Ah, B movies. I can't wait until I'm able to make them...
In [u]The Substitute 2: School's Out[/u], an idealistic teacher (Christopher Cousins) dies at the hand of High School age thugs, and his special forces brother (Treat Williams) goes undercover at the school where he taught to avenge him. (I'd say "find out who did it," but come on, it's a gang shooting while he was trying to break up a robbery. Do you really need to find out who did it? This movie manages to weave a mystery in there to explain it, but let's face it, that whole thing is really unnecessary. Dude's brother got offed, he just wants to ferret out the killer and kick his ass). I love the simplicity of that plot so much, there's no need to explain it further, really, because everything else is just gravy. That's what it's about, so that's all the plot summary I'm going to give you.
What I'm going to tell you instead is what I liked about this, and in some ways, all B movies. This is a simple, straight-forward action movie, and unapologetically so. Had it been better made, it would have been great, and to me, therein lies the appeal of the B movie.
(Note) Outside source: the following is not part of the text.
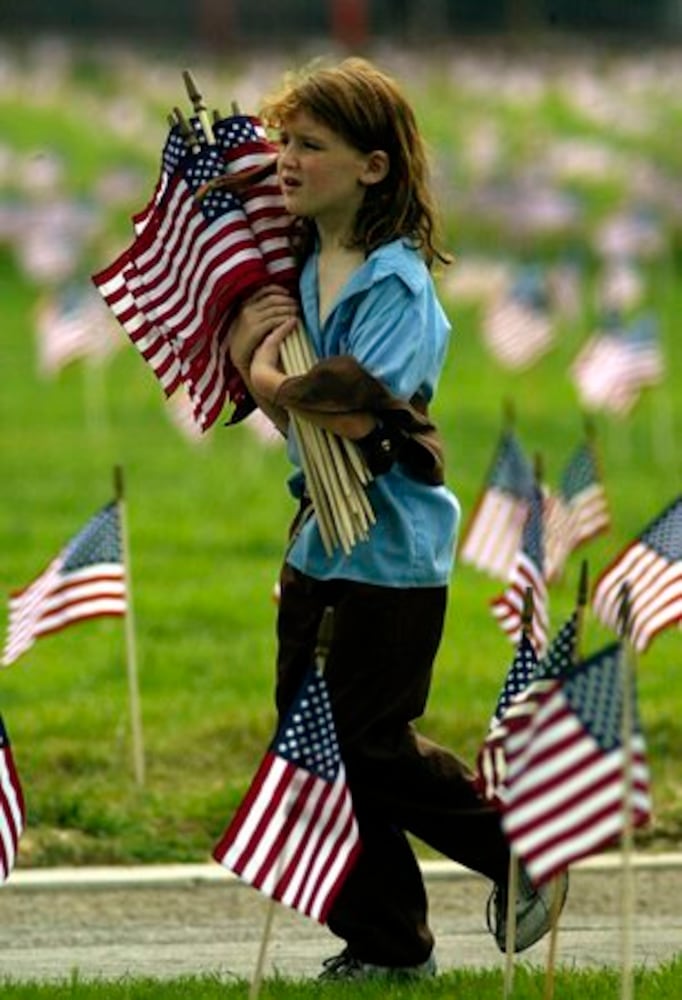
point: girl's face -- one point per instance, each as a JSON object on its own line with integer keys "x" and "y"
{"x": 321, "y": 175}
B movies are genre pics designed to make money. Unlike the independent film, they don't have to be dramas or show any great talent. They just need to be entertaining, so simplicity is good. And they usually have some built in commercial element that they can exploit, be it sex, violence, a combination thereof, stunt casting, or in this case, franchising, as this is the direct to video sequal to Robert Mandel's 1996 film. But whereas that was a mainstream Hollywood film, that probably sucked, but pretended like it was an actual movie, a movie like this isn't hiding what it is - in fact, it's selling what it is. And as a result, it has a level of freedom (to suck) that other movies don't have. And that's what I love most about B movies.
But what I found very interesting about this particular film is that it really illustrated to me the power of the action genre. Because when Treat Williams's character gets into that classroom, wooden acting and all, you're just waiting for the shitty action sequence in which he teaches these kids who's boss. As I found myself actually rooting for that inevitability, I was struck by the way the action movie format lends itself to this. The central cliche of every action movie, of the indominitable action hero, works in and of itself. Regardless of the poor execution of this movie, I still wanted to see it happen. It's a pretty amazing thing.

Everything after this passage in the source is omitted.